Director Robert Wise and producer Saul Chaplin were keen to work again with Julie Andrews particularly after the huge success of The Sound Of Music (1965). The result was this biopic of Gertrude Lawrence. “Who?” you may ask. Well that is one of the problems with the film but only a lesser one.
Lawrence was a British music hall entertainer who began her career as part of her father’s lowbrow comedy song and dance act and went on to become one of the most popular theatrical stars of her day on both sides of the Atlantic and the toast of high society.

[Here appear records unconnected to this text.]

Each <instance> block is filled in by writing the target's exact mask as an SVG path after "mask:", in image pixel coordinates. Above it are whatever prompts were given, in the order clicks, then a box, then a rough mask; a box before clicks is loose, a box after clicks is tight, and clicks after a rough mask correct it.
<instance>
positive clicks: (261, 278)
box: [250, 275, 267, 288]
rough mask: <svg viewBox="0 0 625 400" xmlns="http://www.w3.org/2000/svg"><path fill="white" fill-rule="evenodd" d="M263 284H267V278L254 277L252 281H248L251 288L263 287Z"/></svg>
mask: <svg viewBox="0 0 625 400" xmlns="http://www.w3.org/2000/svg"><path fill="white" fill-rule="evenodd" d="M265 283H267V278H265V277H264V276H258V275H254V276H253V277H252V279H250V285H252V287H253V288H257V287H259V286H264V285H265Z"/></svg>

The film opens in 1940 with Lawrence in a screening room watching a documentary chronicling her life, then flashes back to Clapham on the eve of WWI when she leaves home to join her vaudevillian father on the stage. Thereafter it lays down the story of her rise to stardom ending with her marriage to an American theatre producer (but, especially oddly given the film’s length it does not mention her success in ‘The King And I’ or her death eight years later aged only fifty-four)

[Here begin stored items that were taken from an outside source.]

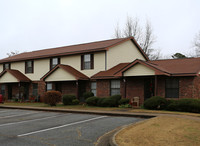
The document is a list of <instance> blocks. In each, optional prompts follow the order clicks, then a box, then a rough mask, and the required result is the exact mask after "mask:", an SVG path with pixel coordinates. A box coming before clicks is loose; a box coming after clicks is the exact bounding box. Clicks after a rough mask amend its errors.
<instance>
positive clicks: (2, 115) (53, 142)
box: [0, 109, 143, 146]
mask: <svg viewBox="0 0 200 146" xmlns="http://www.w3.org/2000/svg"><path fill="white" fill-rule="evenodd" d="M140 120H143V119H141V118H133V117H119V116H106V115H95V114H75V113H64V112H47V111H32V110H20V109H0V145H1V146H47V145H48V146H90V145H91V146H92V145H94V144H95V143H96V141H97V140H98V138H99V137H101V136H102V135H104V134H105V133H107V132H109V131H111V130H113V129H115V128H117V127H120V126H123V125H128V124H131V123H135V122H138V121H140Z"/></svg>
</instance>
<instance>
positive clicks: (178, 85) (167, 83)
mask: <svg viewBox="0 0 200 146" xmlns="http://www.w3.org/2000/svg"><path fill="white" fill-rule="evenodd" d="M165 97H166V98H179V79H177V78H169V79H166V82H165Z"/></svg>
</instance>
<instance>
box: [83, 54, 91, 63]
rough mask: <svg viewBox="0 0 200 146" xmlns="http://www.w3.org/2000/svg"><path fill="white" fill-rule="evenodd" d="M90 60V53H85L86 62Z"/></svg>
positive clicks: (84, 58)
mask: <svg viewBox="0 0 200 146" xmlns="http://www.w3.org/2000/svg"><path fill="white" fill-rule="evenodd" d="M90 61H91V59H90V54H86V55H84V62H90Z"/></svg>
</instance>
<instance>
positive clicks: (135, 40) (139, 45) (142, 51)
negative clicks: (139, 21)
mask: <svg viewBox="0 0 200 146" xmlns="http://www.w3.org/2000/svg"><path fill="white" fill-rule="evenodd" d="M129 40H131V41H132V42H133V43H134V44H135V45H136V47H137V49H138V50H139V52H140V53H141V54H142V56H143V57H144V58H145V59H146V61H150V60H149V58H148V57H147V55H146V54H145V53H144V51H143V49H142V48H141V47H140V45H139V44H138V43H137V41H136V40H135V38H134V37H127V38H125V39H123V40H121V41H120V42H118V43H115V44H113V45H111V46H109V47H107V48H106V50H108V49H110V48H112V47H115V46H117V45H119V44H121V43H124V42H126V41H129Z"/></svg>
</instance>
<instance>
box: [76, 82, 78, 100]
mask: <svg viewBox="0 0 200 146" xmlns="http://www.w3.org/2000/svg"><path fill="white" fill-rule="evenodd" d="M76 98H77V99H79V84H78V80H77V81H76Z"/></svg>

Whilst it was a lavish production (Andrews' wardrobe alone cost $750,000) the screenplay by English writer William Fairchild is long-winded, and typical of traditional Hollywood biopics, evidently only loosely grounded in reality. The fact that it has the same running time (174 minutes) as The Sound of Music suggests that Wise and Chaplin assumed that audiences were not able to get enough of Andrews. But not only was Andrews not playing a squeaky-clean governess (or a magical nanny as she had in 1964's in Mary Poppins), socio-culturally a lot had changed in the three intervening years and audiences were not interested in this kind of anodyne eye-wash particularly as it is given generic treatment by Wise.
On the upside Andrews proves herself a spirited performer, particularly in the film’s two best numbers 'Burlington Bertie' and 'Jenny' (the sometimes awkward choreography is by Michael Kidd) and Daniel Massey, at least vocally, is effective as Noël Coward whose relationship with Lawrence is probably the only reason that she is remembered today.
FYI: Twentieth Century Fox withdrew the film from its initial theatrical run, cut out about fifty-five minutes and re-released it in late 1969 as 'Those Were the Happy Days' to no better effect By September 1970 Fox estimated the film had lost the studio $15,091,000.
Massey, who was Coward's godson, won a Best Supporting Actor Oscar.